Realmente, o fato de os homens não perdoarem reciprocamente as faltas que cometem uns contra os outros, é a causa do maior número de sofrimentos, que há na face de nosso planeta. As prisões regurgitam de infelizes, que não souberam perdoar. Procurando na vingança a reparação de um erro, um contendor desencarnou em lamentáveis condições, e o outro foi recolhido ao cárcere. E a tragédia continuará no além-túmulo, onde os dois culpados terão de executar prolongado trabalho, para corrigirem a falta que praticaram. E depois terão de sofrer dolorosa reencarnação para expiarem o crime; porque diante de Deus não há vítimas nem agressores; há dois de seus filhos, dois irmãos, que preferiram usar da violência em lugar de usarem do perdão mútuo.
E por não quererem perdoar, quantas famílias não estão divididas, quantos irmãos não se desprezam?

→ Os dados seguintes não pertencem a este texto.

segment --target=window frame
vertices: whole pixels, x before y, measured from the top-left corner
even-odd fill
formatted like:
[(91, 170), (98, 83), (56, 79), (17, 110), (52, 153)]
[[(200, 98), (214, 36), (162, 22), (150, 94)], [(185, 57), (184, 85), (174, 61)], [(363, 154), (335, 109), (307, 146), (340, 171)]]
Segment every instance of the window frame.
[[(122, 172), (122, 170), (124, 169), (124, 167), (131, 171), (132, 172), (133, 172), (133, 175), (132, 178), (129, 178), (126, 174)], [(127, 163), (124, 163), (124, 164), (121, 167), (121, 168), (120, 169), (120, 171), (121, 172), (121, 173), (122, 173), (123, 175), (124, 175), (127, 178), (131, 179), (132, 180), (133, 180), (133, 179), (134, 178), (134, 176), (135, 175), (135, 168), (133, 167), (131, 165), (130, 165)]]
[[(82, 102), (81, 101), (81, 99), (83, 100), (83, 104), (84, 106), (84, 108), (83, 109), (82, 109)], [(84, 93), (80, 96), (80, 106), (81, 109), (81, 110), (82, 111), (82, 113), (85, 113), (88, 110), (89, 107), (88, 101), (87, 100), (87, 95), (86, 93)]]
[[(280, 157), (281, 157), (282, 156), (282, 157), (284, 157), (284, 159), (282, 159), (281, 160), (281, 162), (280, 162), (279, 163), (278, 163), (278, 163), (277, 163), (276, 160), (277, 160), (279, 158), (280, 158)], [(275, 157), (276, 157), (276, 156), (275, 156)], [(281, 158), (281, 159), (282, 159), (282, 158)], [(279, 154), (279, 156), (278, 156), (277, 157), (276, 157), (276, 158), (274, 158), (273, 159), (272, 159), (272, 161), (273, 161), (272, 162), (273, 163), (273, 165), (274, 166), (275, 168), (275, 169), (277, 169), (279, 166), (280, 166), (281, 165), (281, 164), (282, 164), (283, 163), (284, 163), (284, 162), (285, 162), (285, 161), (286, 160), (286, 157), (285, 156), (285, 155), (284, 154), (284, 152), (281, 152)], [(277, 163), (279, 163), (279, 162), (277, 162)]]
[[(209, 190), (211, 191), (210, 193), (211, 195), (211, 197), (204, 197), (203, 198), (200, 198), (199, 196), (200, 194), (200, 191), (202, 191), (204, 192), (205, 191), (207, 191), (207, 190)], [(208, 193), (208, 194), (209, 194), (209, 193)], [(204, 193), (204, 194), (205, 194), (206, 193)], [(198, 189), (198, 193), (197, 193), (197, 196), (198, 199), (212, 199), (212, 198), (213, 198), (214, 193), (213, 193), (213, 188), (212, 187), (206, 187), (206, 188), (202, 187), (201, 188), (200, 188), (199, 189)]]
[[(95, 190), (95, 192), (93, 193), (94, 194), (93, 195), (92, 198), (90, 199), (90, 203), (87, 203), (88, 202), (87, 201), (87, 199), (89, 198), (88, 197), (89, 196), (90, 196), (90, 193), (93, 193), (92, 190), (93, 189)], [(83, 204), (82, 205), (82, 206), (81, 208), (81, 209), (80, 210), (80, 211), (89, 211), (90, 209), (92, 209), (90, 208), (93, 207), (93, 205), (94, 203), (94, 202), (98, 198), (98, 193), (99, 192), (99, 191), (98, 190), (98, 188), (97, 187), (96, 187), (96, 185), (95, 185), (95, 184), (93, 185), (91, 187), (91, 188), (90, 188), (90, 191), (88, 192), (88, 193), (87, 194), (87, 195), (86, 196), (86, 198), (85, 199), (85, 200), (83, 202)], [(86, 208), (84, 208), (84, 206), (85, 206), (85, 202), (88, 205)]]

Eis porque Jesus não se cansou de pregar o perdão ilimitado, que todos nós nos devemos uns aos outros, sejam quais forem os motivos de que se originaram os ressentimentos.
23 Por isso o reino dos céus é comparado a um homem rei, que quis tomar contas aos seus servos.
24 E tendo começado a tomar as contas, apresentou-se-lhe um que lhe devia dez mil talentos.
25 E como não tivesse com que pagar, mandou o seu senhor que o vendessem a ele a sua mulher e a seus filhos, e tudo o que tinha, para ficar pago da dívida.
26 Porém, o tal servo, lançando-se-lhe aos pés, lhe fazia esta súplica, dizendo: Tem paciência comigo, que eu te pagarei tudo.
27 Então o Senhor, compadecido daquele servo, deixou-o ir livre, e perdoou-lhe a dívida.
28 E tendo saído este servo, encontrou um de seus companheiros, que lhe devia cem dinheiros e lançando-lhe a mão, o afogava, dizendo: Pagame o que me deves.
29 E o companheiro, lançando-se-lhe aos pés, o rogava, dizendo: Tem paciência comigo, que eu te satisfarei tudo.
30 Porém, ele não quis; mas retirou-se, e fez que o metessem na cadeia, até pagar a divida.
31 Porém, os outros servos seus companheiros, vendo o que se passava, sentiram-no fortemente, e foram dar parte a seu Senhor de tudo o que tinha acontecido.
32 Então o fez vir o seu servo, e lhe disse: Servo mau, eu te perdoei a dívida toda, porque me vieste rogar para isso.
33 Não devias tu logo compadecer-te igualmente de teu companheiro, assim como também eu me compadeci de ti?
34 E, cheio de cólera, mandou seu senhor que o entregassem aos algozes, até pagar toda a dívida.
35 Assim também vos há e fazer meu Pai celestial, se não perdoardes do íntimo de vossos corações, cada um a seu irmão.
Nosso desrespeito para com as leis divinas, tornou-nos grandes devedores de Deus. E no entanto, o Pai celestial está sempre pronto a perdoar-nos, por maiores que sejam nossos pecados para com ele. Deus, em sua misericórdia, não fulmina aquele que o nega; nem desampara o filho ingrato, que não lhe reconhece os benefícios. Tudo Deus perdoa e tolera, dando-nos, assim, o exemplo de como devemos proceder para com nossos irmãos.
A parábola acima ilustra muito bem o que se passa entre a humanidade: todos estamos sobrecarregados de imensos débitos para com a Providência Divina; todos, continuamente, lhe suplicamos o perdão. Todavia, somos incapazes de perdoar do fundo do coração a menor falta que alguém cometer contra nós. Queremos que Deus nos perdoe e nos tolere, mas não queremos perdoar, nem tolerar nossos semelhantes. Por meio desta tão singela e tão expressiva parábola o Mestre nos ensina que. devemos cobrir com o manto do perdão e do amor os erros, que são cometidos contra nós, porque se assim não o fizermos, compareceremos com nossos erros descobertos na presença de Deus, o qual nos tratará exatamente como tivermos tratado nossos irmãos.